John Naylor <john.nay...@enterprisedb.com> writes:
> On Wed, Sep 1, 2021 at 5:32 AM Aleksander Alekseev <aleksan...@timescale.com>
> wrote:
>> By looking at timestamptz_bin() implementation I don't see why it
>> should be STABLE. Its return value depends only on the input values.
>> It doesn't look at the session parameters. timestamptz_in() and
>> timestamptz_out() are STABLE, that's true, but this is no concern of
>> timestamptz_bin().

> I'm not quite willing to bet the answer couldn't change if the timezone
> changes, but it's possible I'm the one missing something.
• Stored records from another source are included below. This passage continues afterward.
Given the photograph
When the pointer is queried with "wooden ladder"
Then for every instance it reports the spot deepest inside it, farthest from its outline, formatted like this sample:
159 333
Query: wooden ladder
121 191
After playing with it for awhile, it seems like the behavior is indeed
not TZ-dependent, but the real question is should it be?
As an example,

regression=# set timezone to 'America/New_York';
SET
regression=# select date_bin('1 day', '2021-11-01 00:00 +00'::timestamptz, 
'2021-09-01 00:00 -04'::timestamptz);
        date_bin        
------------------------
 2021-10-31 00:00:00-04
(1 row)

regression=# select date_bin('1 day', '2021-11-10 00:00 +00'::timestamptz, 
'2021-09-01 00:00 -04'::timestamptz);
        date_bin        
------------------------
 2021-11-08 23:00:00-05
(1 row)

I see that these two answers are both exactly multiples of 24 hours away
from the given origin.  But if I'm binning on the basis of "days" or
larger units, I would sort of expect to get local midnight, and I'm not
getting that once I cross a DST boundary.

If this is indeed the behavior we want, I concur with Aleksander
that date_bin isn't TZ-sensitive and needn't be marked STABLE.